Disordered Motifs and Domains in Cell Control - October 11-15, 2014

Disordered Motifs and Domains in Cell Control

Poster Session II

30-POS Board 6 Disordered FG-repeat Domains in the Nuclear Pore Complex Mohammad R. Mofrad . University of California, Berkeley, CA, USA.

Motivation: Disordered FG-repeat domains coat the inner layer of the nuclear pore complex (NPC) and are believed to play a central role in the selectivity barrier function of the NPC, exclusively controlling the vital traffic of macromolecules into and out of the nucleus [1]. The confinement of the FG-repeat domains to the central channel, the delicate and compact nature of the NPC, and fast and high throughput of bidirectional traffic in it have challenged the investigation of these disordered domains.
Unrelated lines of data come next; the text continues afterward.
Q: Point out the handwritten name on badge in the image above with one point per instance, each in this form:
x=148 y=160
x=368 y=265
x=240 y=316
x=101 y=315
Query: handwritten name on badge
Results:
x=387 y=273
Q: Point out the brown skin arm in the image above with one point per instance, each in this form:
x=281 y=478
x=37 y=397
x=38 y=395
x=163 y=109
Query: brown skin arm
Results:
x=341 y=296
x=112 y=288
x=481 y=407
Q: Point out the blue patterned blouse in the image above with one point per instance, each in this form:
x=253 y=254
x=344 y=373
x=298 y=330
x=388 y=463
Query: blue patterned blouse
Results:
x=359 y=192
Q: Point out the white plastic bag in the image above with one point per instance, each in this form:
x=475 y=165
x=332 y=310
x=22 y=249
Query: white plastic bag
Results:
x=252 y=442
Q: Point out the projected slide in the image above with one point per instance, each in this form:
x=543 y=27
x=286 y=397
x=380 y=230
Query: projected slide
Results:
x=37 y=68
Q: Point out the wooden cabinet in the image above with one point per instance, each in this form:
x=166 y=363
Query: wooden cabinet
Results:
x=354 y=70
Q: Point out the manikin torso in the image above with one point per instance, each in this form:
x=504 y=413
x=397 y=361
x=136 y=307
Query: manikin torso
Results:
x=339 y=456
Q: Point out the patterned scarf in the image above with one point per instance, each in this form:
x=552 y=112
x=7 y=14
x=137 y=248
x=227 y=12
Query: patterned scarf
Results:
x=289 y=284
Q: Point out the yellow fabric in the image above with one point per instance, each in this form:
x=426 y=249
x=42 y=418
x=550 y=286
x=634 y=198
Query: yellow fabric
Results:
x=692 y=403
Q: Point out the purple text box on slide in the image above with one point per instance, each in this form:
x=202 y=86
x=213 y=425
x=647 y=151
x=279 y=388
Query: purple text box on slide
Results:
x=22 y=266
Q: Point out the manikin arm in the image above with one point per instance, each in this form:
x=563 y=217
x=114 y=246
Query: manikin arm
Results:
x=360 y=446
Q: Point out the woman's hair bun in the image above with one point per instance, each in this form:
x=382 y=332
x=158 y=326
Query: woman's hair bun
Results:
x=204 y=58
Computational and theoretical modeling approaches offer a useful alternative towards understanding the disordered FG-repeat domains in the NPC [2,3]. Objective: We aim to explore the conformational behavior of the disordered FG-repeat domains in the NPC central channel. Methods: 3D coarse-grained models of the yeast central channel are develped with all 11 known FG nucleoporins (Nups). The exact sequence of the FG Nups disordered domains are extracted and their length, hydrophobicity, charge, and the native grafting density are incorporated in the model. Results: Our results show that the FG-motifs of these disordered domains are mainly concentrated towards the central part of the channel, while charged residues are predominantly localized near the central channel wall. Depending on the nuclear pore diameter, FG-repeats can either make a channel-filling hydrogel or a thick lubricating layer, consistent with two differing models proposed in the literature. References: [1] Jamali et al. (2011) Nuclear Pore Complex: Biochemistry and Biophysics of Nucleocytoplasmic Transport in Health and Disease. International Review of Cell and Molecular Biology. 287: 233-286. [2] Moussavi-Baygi et al. (2011) Biophysical Coarse-Grained Modeling Provides Insights into Transport through the Nuclear Pore Complex. Biophysical Journal. 100(6):1410-1419. [3] Azimi et al. (2013) Higher Nucleoporin-Importinβ Affinity at the Nuclear Basket Increases Nucleocytoplasmic Import. PLoS One. 8(11):e81741.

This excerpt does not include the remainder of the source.